2.5.1. Het perceel Imbros 8, dat aan de noordoostelijke zijde grenst aan het perceel van appellanten en dat een oppervlakte beslaat van ongeveer 380 m2, is in het plan bestemd voor "Woondoeleinden". Het is voorzien van een bouwblok ten behoeve van een woning.
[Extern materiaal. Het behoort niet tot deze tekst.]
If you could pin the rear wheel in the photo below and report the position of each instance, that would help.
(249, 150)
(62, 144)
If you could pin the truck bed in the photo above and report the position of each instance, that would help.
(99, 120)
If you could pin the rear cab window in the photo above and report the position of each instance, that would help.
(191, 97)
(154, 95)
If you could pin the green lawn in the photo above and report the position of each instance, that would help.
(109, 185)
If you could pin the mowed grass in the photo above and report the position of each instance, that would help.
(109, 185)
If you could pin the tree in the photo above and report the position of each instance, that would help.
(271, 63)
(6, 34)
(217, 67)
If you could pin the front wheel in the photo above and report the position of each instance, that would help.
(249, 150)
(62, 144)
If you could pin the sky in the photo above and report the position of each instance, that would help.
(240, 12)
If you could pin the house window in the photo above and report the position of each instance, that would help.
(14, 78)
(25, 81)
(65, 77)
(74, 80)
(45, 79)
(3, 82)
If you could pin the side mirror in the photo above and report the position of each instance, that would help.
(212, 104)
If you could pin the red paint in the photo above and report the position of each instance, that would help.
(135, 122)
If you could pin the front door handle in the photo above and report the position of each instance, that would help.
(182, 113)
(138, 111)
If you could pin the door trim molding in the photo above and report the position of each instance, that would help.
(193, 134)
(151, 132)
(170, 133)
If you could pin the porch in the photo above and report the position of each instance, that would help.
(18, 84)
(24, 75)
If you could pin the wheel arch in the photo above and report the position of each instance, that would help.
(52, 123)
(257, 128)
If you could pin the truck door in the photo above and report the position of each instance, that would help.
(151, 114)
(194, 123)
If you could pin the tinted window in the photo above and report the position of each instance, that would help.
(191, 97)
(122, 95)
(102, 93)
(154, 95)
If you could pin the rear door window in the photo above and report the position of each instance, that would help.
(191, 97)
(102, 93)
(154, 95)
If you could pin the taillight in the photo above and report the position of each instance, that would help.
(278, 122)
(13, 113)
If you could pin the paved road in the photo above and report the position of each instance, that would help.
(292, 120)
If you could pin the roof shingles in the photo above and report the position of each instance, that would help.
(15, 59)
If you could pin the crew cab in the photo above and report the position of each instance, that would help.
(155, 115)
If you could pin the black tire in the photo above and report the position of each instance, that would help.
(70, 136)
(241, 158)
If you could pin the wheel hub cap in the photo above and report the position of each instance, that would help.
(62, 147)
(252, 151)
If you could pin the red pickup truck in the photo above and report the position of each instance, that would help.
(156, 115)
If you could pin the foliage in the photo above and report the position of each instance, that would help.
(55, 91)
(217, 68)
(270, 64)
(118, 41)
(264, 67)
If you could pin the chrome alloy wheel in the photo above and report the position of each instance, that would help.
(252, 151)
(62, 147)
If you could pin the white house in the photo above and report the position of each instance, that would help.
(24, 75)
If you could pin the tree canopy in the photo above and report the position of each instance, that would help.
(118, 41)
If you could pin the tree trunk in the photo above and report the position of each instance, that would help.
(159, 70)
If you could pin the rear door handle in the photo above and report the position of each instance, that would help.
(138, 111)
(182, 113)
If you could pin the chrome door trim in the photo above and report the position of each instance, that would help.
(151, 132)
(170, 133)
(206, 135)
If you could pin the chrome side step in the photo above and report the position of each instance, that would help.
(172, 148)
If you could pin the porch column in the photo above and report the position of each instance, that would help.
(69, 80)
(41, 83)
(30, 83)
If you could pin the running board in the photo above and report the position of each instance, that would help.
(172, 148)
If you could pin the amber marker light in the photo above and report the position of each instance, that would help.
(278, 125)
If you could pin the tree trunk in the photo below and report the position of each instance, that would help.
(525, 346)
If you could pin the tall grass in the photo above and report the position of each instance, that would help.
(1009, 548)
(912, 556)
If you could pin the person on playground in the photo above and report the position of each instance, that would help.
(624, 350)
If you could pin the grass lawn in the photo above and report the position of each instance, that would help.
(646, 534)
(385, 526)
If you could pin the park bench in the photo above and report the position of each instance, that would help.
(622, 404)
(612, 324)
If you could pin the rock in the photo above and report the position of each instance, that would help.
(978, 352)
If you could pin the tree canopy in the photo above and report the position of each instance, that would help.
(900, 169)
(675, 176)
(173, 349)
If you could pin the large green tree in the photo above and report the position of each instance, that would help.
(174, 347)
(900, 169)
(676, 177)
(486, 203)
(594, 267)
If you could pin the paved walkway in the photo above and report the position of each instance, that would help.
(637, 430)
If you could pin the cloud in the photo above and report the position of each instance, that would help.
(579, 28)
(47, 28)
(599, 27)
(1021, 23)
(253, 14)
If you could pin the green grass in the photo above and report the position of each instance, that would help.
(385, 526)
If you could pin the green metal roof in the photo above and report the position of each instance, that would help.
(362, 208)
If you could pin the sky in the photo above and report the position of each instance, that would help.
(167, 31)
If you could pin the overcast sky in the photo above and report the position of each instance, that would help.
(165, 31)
Het overige deel van het perceel is in zijn geheel voorzien van de aanduiding "te bebouwen erven".

2.5.2. Ingevolge artikel 6, derde lid, onder c, van de planvoorschriften, voor zover hier van belang, gelden voor het bouwen van aan- en uitbouwen, bijgebouwen en overkappingen bij woningen de volgende bepalingen:

1. de aan- en uitbouwen, bijgebouwen en overkappingen mogen uitsluitend binnen het bebouwingsvlak (bouwblok en "te bebouwen erven") worden gebouwd; voor zover de bijgebouwen en overkappingen binnen het bouwblok worden gebouwd, dienen de bijgebouwen en overkappingen op een afstand van ten minste 1 m achter de voorgevel van het hoofdgebouw, dan wel achter het verlengde daarvan, te worden gebouwd;

(…)

3. de goot- en/of boeiboordhoogte van aan- en uitbouwen, aangebouwde bijgebouwen en aangebouwde overkappingen mag niet meer bedragen dan de hoogte van de vloer van de eerste verdieping van het hoofdgebouw waartoe deze bebouwing behoort, vermeerderd met 0,25 m;

4. de goot- en/of boeiboordhoogte van vrijstaande bijgebouwen en overkappingen mag niet meer bedragen dan 3 m;

5. de aan- en uitbouwen, bijgebouwen en overkappingen mogen plat worden afgedekt of met een dakhelling kleiner dan 45°; indien de dakhelling van het hoofdgebouw groter is dan 45° mogen de aan- en bijgebouwen een dakhelling overeenkomstig het hoofdgebouw hebben;

6. de gezamenlijke oppervlakte van aan- en uitbouwen, bijgebouwen en overkappingen mag bij elke woning niet meer bedragen dan 15% van het bij de woning behorende kadastrale perceel, met een maximum van 75 m2;

(…)

2.5.3. Ingevolge artikel 6, vierde lid, van de planvoorschriften zijn burgemeester en wethouders bevoegd nadere eisen te stellen met betrekking tot de plaats en afmetingen van aan- en uitbouwen, bijgebouwen, overkappingen en andere bouwwerken, voor zover nodig ter voorkoming van onevenredige aantasting van de gebruiksmogelijkheden van aangrenzende gronden en/of bouwwerken.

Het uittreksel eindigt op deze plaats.